The students at Lyman Hall Elementary School — almost all of whom are Latino, learning English as a second language and receiving free or reduced-price lunches — are just the kids new principal Angel Rodriguez longs to serve.
“If I had put pen to paper and I had written down exactly, line by line, what I imagined my dream school would be, it would be Lyman,” he said.
Rodriguez, 48, took over as principal this school year for Robert Wilson, who now serves as the principal of the new Cherokee Bluff Middle School in South Hall.
Rodriguez has spent more than two decades as an educator, most recently for Gwinnett County Schools as a high school assistant principal charged with overseeing discipline, attendance and other issues among another largely Latino student demographic.
“In my heart, I always wanted to come back to elementary (school),” where he started, Rodriguez said. “But I didn’t know what God had planned for me.”

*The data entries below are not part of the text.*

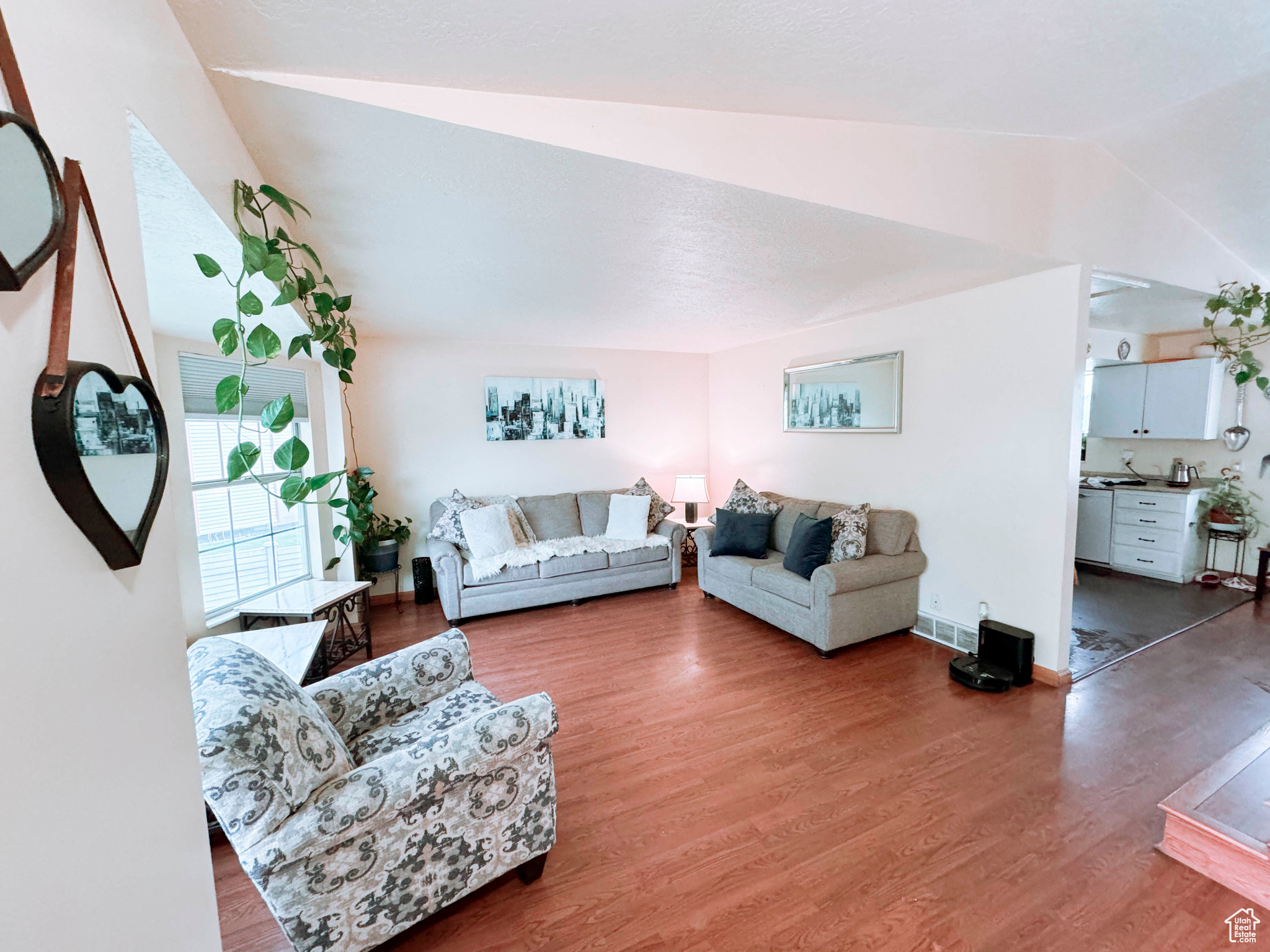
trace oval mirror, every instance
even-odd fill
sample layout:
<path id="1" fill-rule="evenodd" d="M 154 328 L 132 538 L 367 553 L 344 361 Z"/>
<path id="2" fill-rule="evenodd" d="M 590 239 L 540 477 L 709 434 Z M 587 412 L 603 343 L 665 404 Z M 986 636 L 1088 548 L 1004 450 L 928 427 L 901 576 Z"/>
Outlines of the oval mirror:
<path id="1" fill-rule="evenodd" d="M 0 291 L 18 291 L 62 240 L 66 206 L 39 132 L 0 112 Z"/>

There is one thing, however, Rodriguez was sure of: he wanted to retire in Hall County.
He and his wife, Tracy, are avid motorcyclists and often tour on their bikes through Hall and the Northeast Georgia mountains.
“I’ve been trying to get up here for years,” Rodriguez said. “This was my retirement plan. I thought it would be 10 years down the road.”
His affinity for Hall County also comes from the eight years he and his wife fostered children, two of whom they adopted.
Three of the five foster children placed long term with the Rodriguez family were from Hall families.
“So we came into the community for almost a decade,” Rodriguez said.
A fateful conversation last winter about job openings for educators led Rodriguez to discover the need to fill a principal’s position at Lyman Hall.
And when he began looking at the backgrounds and needs of most students, Rodriguez, whose parents are from Puerto Rico and Cuba, said he knew he’d hit on something big.
“I’m working with families that mirror my (upbringing),” he said.
The families of most students enrolled at Lyman are immigrants from Mexico, Honduras, El Salvador and Guatemala.
“This is a resilient group of kids,” Rodriguez said. “We can’t even wrap our minds around what they’ve gone through.”
And it’s an “incredible opportunity I don’t want to waste …” he added.
Rodriguez said he always puts his faith and trust in the Lord, but the opportunity to lead Lyman Hall had him joking: “Alright, let me be more specific, I’m cool with your will God … but I feel this is the one.”
And the level of support from central office administration gives him the confidence he needs to succeed, Rodriguez said.
“Our Lyman Hall family is very excited to have Angel Rodriguez joining us,” Hall County Schools Superintendent Will Schofield said. “Not only does he possess unique professional experiences which equip him to lead Lyman, his personal story mirrors that of many of our Lyman students. He passionately believes in the power of education to provide opportunities in this country.”
Rodriguez is not like some educators who come from a long line of teachers.
His mother had only a kindergarten-level education, he said, and his father completed only first grade.
But both were hard working. And his mother was a curious soul, always reading and educating herself.
“I remember how much she valued education,” Rodriguez said, if only because of what she had missed out on. “She would also tell me, ‘If I had gone to school, I would have been a lawyer.’”
His family came to value education so much that a love of learning became a natural part of his childhood.
Rodriguez said that whenever an encyclopedia salesman rapped on the door of his home, which was common in his youth, they “always knew they had a sale at my house.”
All these years later, Rodriguez said he is amazed his life has taken him to Lyman, and he sees a compelling narrative taking shape.
“It would be a school like Lyman Hall serving them,” he said of his parents, if they were growing up in Hall County in this day and age. “I can’t believe I’m in this situation that I get to turn around and serve others in that way.”
The mission before him now is to empower Lyman students so they reach their full potential, which could set a precedent for their descendants, Rodriguez said.
“I don’t want anyone to feel … limited in what they are capable of,” he added. “Their success is going to have a generational impact.”